Nias Barat | Plt Bupati Nias Barat, Era Era Hia, mendapat somasi dari PT Rius Sejahtera Raya terkait unggahannya di media sosial yang menyinggung dugaan “Mafia Proyek” dalam pelaksanaan proyek peningkatan jalan long segment di Desa Simaeasi, Kecamatan Mandrehe.
Proyek yang memiliki pagu anggaran sebesar Rp 16,74 miliar dan HPS Rp 16,71 miliar ini dianggap berjalan lambat. Hingga kini, meski telah menerima uang muka sebesar 20% atau Rp 3,34 miliar sejak penandatanganan kontrak pada Mei 2024, progres fisik proyek tersebut baru mencapai 5%.
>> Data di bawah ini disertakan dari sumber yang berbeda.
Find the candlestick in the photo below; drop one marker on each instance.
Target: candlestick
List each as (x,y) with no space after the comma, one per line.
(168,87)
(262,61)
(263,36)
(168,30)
Dalam unggahannya, Era Era Hia menyoroti dugaan ketidaksungguhan PT Rius Sejahtera Raya dalam melaksanakan proyek tersebut. Bahkan, ia menyebut bahwa Direktur perusahaan itu diduga merupakan salah satu calon Bupati Nias Selatan.
Menanggapi pernyataan itu, tim hukum PT Rius Sejahtera Raya melalui kuasa hukum Amati Dachi melayangkan somasi kepada Era Era Hia pada 20 November 2024. Dalam somasi tersebut, Era Era Hia dituduh melanggar Pasal 310 KUHP dan Pasal 27A jo Pasal 45 ayat (4) Undang-Undang Nomor 1 Tahun 2024 tentang ITE.
Somasi tersebut meminta Era Era Hia untuk segera membuat klarifikasi dan permohonan maaf melalui media sosial serta media elektronik lainnya dalam waktu 2×24 jam sejak diterimanya surat somasi.
Namun, Era Era Hia tetap teguh pada pendiriannya. Ia menyatakan siap menempuh jalur hukum untuk membuktikan bahwa pelaksanaan proyek oleh PT Rius Sejahtera Raya tidak sesuai dengan tahapan yang telah ditentukan.
“Baik kalau ditempuh jalur hukum agar bisa dibuktikan kalau pekerjaan rekanan tidak menjalankan seusai tahapan pekerjaan dan hanya mau memanfaatkan uang muka proyek,” ujar Era Era Hia saat dikonfirmasi pada Jumat (22/11/2024).
Era Era Hia juga meminta Dinas PUPR Nias Barat untuk mem-blacklist PT Rius Sejahtera Raya dari tender proyek di masa mendatang. Ia menegaskan bahwa pemerintah daerah tidak akan menutup mata terhadap kerugian yang dapat merugikan masyarakat maupun daerah.
Lebih lanjut, Era Era Hia mengungkapkan telah menyurati Kejaksaan terkait proyek tersebut guna memastikan penegakan hukum dan transparansi anggaran.
“Kalau proyek ini gagal, bukan hanya masyarakat yang dirugikan, tapi juga sisa anggaran tidak akan masuk,” pungkasnya.
Kasus ini menjadi perhatian publik karena menyangkut transparansi dan akuntabilitas pengelolaan anggaran pemerintah daerah, terutama di bidang infrastruktur.